Havenbedrijf Rotterdam

“Onze toegevoegde waarde voor Nederland is groot”, schrijft de algemene directie van het Havenbedrijf Rotterdam N.V. in het voorwoord van haar jaarverslag 2018. Zij beroept zich op een onderzoek van de Erasmus Universiteit waaruit zou blijken dat de Rotterdamse haven in 2017 45,6 miljard euro, ofwel 6,2 procent bijdroeg aan het bruto binnenlands product. “Dat is twee keer meer dan tot nu toe berekend”. Dit wordt toegeschreven aan de extra waarde die aan de haven van Rotterdam is toegekend voor het ‘Rotterdam-effect’.

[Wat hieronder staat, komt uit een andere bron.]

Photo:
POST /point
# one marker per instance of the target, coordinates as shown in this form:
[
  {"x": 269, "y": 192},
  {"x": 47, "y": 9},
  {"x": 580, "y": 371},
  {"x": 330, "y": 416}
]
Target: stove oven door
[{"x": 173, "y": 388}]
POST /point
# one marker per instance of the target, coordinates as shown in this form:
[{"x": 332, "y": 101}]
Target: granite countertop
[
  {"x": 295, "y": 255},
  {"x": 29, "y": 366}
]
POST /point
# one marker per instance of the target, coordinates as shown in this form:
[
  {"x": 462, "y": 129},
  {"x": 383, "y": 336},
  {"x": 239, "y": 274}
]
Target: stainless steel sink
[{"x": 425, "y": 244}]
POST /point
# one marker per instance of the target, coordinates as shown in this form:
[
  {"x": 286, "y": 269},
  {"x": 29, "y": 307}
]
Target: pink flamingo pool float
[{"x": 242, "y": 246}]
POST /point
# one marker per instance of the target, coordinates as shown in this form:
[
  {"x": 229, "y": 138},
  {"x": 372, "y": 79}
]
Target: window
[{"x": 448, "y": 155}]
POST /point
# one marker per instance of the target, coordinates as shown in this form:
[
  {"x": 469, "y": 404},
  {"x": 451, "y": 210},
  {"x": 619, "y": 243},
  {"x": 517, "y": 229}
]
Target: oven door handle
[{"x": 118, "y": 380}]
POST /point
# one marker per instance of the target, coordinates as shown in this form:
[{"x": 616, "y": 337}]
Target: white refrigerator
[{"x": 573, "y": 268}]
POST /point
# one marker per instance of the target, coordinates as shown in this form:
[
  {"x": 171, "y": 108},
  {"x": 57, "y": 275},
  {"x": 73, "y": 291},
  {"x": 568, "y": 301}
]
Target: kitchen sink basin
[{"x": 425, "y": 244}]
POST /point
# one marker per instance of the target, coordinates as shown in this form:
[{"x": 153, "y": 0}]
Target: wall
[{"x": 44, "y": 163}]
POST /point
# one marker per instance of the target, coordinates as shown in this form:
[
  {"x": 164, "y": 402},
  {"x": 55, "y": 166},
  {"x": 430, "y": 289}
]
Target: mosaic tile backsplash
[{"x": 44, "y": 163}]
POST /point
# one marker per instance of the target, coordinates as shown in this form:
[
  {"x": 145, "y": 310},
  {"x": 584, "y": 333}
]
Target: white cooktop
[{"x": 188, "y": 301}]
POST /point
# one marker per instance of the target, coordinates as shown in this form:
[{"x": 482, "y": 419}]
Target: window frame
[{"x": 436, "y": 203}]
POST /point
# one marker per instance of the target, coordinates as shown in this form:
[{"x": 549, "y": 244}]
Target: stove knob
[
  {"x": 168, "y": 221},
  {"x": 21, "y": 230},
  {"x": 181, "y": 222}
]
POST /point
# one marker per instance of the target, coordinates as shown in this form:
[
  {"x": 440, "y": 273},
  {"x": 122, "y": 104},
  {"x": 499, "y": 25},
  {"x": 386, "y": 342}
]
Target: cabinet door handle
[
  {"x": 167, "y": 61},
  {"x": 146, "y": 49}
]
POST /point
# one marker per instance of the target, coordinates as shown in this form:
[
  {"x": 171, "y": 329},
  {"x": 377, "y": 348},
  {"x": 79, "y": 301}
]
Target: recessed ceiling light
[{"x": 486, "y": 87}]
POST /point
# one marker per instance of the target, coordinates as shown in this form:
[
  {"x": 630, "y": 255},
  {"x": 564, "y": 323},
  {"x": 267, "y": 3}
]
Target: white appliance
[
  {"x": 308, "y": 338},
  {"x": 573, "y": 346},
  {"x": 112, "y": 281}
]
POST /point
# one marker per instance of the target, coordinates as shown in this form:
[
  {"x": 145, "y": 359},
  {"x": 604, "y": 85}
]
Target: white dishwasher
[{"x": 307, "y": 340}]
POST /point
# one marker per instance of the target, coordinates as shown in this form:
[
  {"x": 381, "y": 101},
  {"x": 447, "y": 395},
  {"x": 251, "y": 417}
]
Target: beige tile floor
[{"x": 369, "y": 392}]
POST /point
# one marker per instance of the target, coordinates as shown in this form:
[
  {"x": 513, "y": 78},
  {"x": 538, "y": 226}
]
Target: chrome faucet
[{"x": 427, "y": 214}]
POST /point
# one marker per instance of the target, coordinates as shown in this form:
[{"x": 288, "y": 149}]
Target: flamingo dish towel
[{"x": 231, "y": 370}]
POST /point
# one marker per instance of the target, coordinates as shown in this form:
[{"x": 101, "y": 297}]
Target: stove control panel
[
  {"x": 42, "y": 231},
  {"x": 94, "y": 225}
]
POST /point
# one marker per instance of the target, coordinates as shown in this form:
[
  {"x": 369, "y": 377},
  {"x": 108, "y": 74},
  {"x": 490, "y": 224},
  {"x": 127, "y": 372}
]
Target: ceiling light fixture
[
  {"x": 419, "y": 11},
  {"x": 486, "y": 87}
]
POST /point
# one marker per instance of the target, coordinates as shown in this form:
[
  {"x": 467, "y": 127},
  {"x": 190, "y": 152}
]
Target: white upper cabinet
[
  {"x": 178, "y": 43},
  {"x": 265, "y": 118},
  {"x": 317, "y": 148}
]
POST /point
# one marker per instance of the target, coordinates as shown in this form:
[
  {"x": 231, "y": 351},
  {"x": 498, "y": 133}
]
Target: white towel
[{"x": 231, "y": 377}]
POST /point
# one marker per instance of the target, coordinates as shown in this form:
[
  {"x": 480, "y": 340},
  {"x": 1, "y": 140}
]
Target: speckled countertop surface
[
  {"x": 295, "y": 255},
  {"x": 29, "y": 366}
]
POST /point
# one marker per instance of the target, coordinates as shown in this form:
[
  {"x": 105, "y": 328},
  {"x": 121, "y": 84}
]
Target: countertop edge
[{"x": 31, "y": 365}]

Het Havenbedrijf Rotterdam N.V. (HbR) was toe aan een aanpassing en actualisatie van de rol van de mainport Rotterdam op de Nederlandse economie. De noodzaak daartoe is mogelijk terug te leiden naar een advies van de Raad voor de Leefomgeving en Infrastructuur waarin het mainportbeleid ter discussie werd gesteld. Het advies kreeg de prangende titel Mainports Voorbij (Rli, 2016). Kuipers et al. (2018) constateerden dat de haven van Rotterdam slechts een schamele tweemaal (tegen Amsterdam zesmaal) werd genoemd in het ‘Werkprogramma Maritieme Strategie en Zeehavens 2018-2021’ van het ministerie voor Infrastructuur en Waterstaat (Ministerie IenW, 2018).

Het team van Kuipers kwam met een idee voor een nieuw beeld van de mainport, het ‘Rotterdam-effect’ als een impact van de mainport op de Nederlandse economie. Een effect dat niet eerder is weergeven in de traditionele cijfers over de betekenis van de Nederlandse havens volgens de Havenmonitor (Van der Lugt et al., 2018), een tot nu toe vergeten baat van Rotterdam.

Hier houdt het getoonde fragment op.